Spin crossover in transition metal complexes can be studied in great detail with computational chemistry. Over the years, the understanding has grown that the relative stability of high-spin (HS) versus low-spin (LS) states is a subtle balance of many factors that all need to be taken into account for a reliable description. Among the different contributions, the zero-point energy (ZPE) and the entropy play key roles. These quantities are usually calculated assuming a harmonic oscillator model for the molecular vibrations. We investigated the impact of including anharmonic corrections on the ZPE and the entropy and indirectly on the critical temperature of spin crossover.

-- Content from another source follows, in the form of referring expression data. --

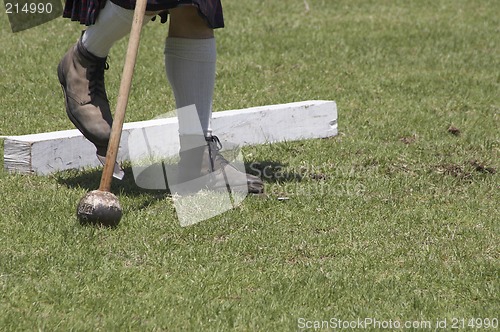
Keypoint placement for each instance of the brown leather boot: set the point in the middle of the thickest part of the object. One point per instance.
(81, 75)
(204, 162)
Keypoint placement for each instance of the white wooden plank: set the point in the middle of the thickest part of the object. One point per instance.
(46, 153)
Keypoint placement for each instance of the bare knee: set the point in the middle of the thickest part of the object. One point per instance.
(186, 22)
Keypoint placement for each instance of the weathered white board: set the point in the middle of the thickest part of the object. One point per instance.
(47, 153)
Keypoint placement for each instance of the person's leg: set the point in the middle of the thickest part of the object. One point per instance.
(81, 74)
(190, 60)
(190, 57)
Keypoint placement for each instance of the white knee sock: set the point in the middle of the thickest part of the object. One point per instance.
(190, 66)
(112, 24)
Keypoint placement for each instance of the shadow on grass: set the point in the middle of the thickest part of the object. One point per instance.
(150, 182)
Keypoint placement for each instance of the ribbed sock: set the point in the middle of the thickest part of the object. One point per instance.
(112, 24)
(190, 66)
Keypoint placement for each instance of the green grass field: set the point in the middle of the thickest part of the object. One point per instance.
(396, 218)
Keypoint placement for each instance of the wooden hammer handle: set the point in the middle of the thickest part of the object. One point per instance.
(121, 105)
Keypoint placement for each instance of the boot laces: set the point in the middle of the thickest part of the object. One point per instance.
(96, 78)
(216, 159)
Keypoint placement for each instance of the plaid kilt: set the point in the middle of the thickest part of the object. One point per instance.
(86, 11)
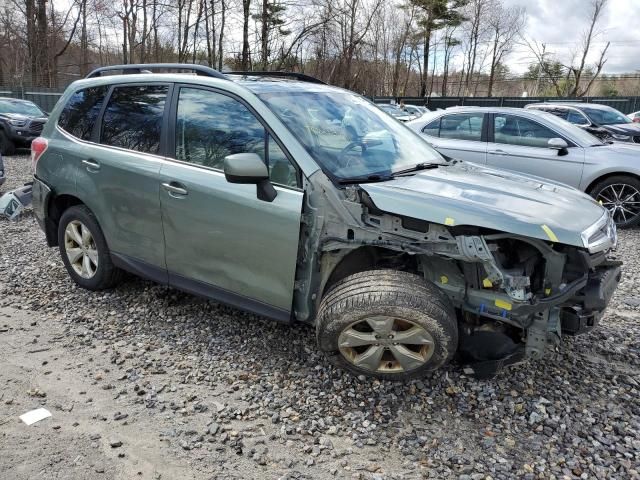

As test systems, we used a set of ten Fe(II) complexes and one Fe(III) complex, covering different coordination modes (mono-, bi-, and tri-dentate ligands), decreasing coordination number upon spin crossover, coordination by second- and third-row atoms, and changes in the oxidation state. The results show that the anharmonicity has a measurable effect, but it is in general rather small, and tendencies are not easily recognized. As a conclusion, we put forward that for high precision results, one should be aware of the anharmonic effects, but as long as computational chemistry is still struggling with other larger factors like the influence of the environment and the accurate determination of the electronic energy difference between HS and LS, the anharmonicity of the vibrational modes is a minor concern.